Grayling's Song(3)



The wise woman frowned at her daughter. “I can do nothing, go nowhere, rooted to the ground as I am. You will have my philters and potions, my charms and my songs, the wisdom of the others, and your own wits.”

Grayling shook her head no and no again. “Your philters and potions are burned and scrambled, the charms and songs are yours and not mine, I do not know of any others, and my wits? You have often called them weak and fragile things.”

“Although it appears your tongue works exceedingly well. Now hush and let us tackle the impediments one by one.” Grayling’s mother sighed. “How I wish I could sit down. My knees pain me with the standing.” Her eyes filled with dark sadness, and Grayling’s heart grew sore with sorrow and fear. “Bring me the witch hazel and comfrey ointment.”

Grayling gestured toward the ruins of the cottage. “Everything is tumbled and broken, spilled and charred and ruined. I don’t know what is what or for which.”

“Go and fetch what jars survive. We can know the contents by their smell.”

Grayling went back into the remains of the cottage. With her hazel stick, she poked through the debris again and lifted the pots that were most whole. She wrapped them in her skirt, carried them back to her mother, and laid them at the woman’s feet . . . roots . . . feet. One by one, the girl lifted the vessels and took a deep sniff of the contents. Some burned her nose, some comforted it, some made her belly turn over in distress, but they all smelled alike to Grayling—“Like smoke and loss,” she told her mother.

The comfrey ointment could not be found, but Hannah Strong could identify the rest. “The one with a faint scent of roses and lovage is the binding potion to compel faithfulness,” she said, and, “Achoo! That is sneezewort to repel insects.” She named them all. Grayling ripped pieces from her shift, covered each pot with a scrap, and tied it on with twine. Then, at her mother’s instruction, she marked its name with a piece of charred wood, for Hannah Strong thought a wise woman’s daughter should know the way of words. The pots went into Grayling’s basket: potions and salves and oils for protection, for sleeping and healing, for binding, shape shifting, and truth telling.

“With these you will not be defenseless. Now go,” her mother said. “You needn’t fight any demons or dragons. Just find the others, if others there still be.”

“Who or what are these others?”

Hannah Strong waved a hand about. “Hedge witches, hags, charmers and spellbinders, conjurers, wizards, and soothsayers. You do not think I am the only cunning woman in the world? We be solitary folk, but they will come when you call.”

Grayling backed away, shaking her head. “Such a task calls for a brave and skillful person, someone bold, with cunning and magic. Call on one like that.”

“Daughter, you say enough no for a town full of faint hearts,” said Hannah Strong. She would have stamped her foot in irritation if foot she’d had. “Would I had a spell to compel you, but I must rely on your care for me.” Hannah leaned over and rubbed her right knee. She was bark to her shins.

Grayling felt the rush of a familiar combination of overwhelming love for her mother, annoyance at her demands, and fear of her temper, her power, her determination. She paused to think. Belike she could find one of these others, one with magic and skill, who might know what to do and do it, and she could come home. It might be that simple.

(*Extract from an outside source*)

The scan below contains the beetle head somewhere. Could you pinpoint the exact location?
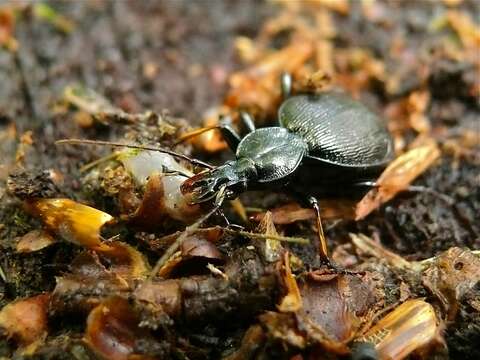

“How would I find these others?”

“Go to the market square of a town, as many towns as there be, and sing.”

“Sing? Sing what?”

“There is a gathering song I will teach you. Sing this, and the others, if others there still be, will find you.” Hannah Strong, her knees brown and rough as bark, sang.



By wax and wick,

By seed and root,

Through storms of trouble,

We gather.



Strange matters appear:

Thunder and fog,

Dark and midnight hags,

Toads, beetles, bats

Surround us.



From town and country, hill and valley,

From mountain’s snowy crest,

From cellar, attic, church, and alley,

I call to you. I call to you.



Afore danger find us, shackles bind us,

And dreams go up in smoke.

Come to me, come to me,

All wise and cunning folk.



Come—

By wax and wick,

By seed and root,

Through storms of trouble,

We gather,

We gather.





Grayling brightened. “Have you now called them with the song? Will they come here and tell us what to do to free you?”

Hannah Strong shook her head. “It will be many miles and many singings before they will hear and respond. But they will, if any there be—there is power in the song. Now you sing.”

All unwilling, Grayling sang, stumbling over the unfamiliar words, again and again until she knew the song. Then her mother taught her a song to sing to the grimoire and how to listen for the grimoire singing back, provided that no water stood between them.

There were three kinds of songs, Grayling knew—a song with words and music, a song with melody and no words, and a song with no words and no melody that was instead a thrumming in the head and a throbbing in the heart. This last was what her mother taught her now, and Grayling heard it not with her ears but with her mind and her spirit. And she repeated it the same way.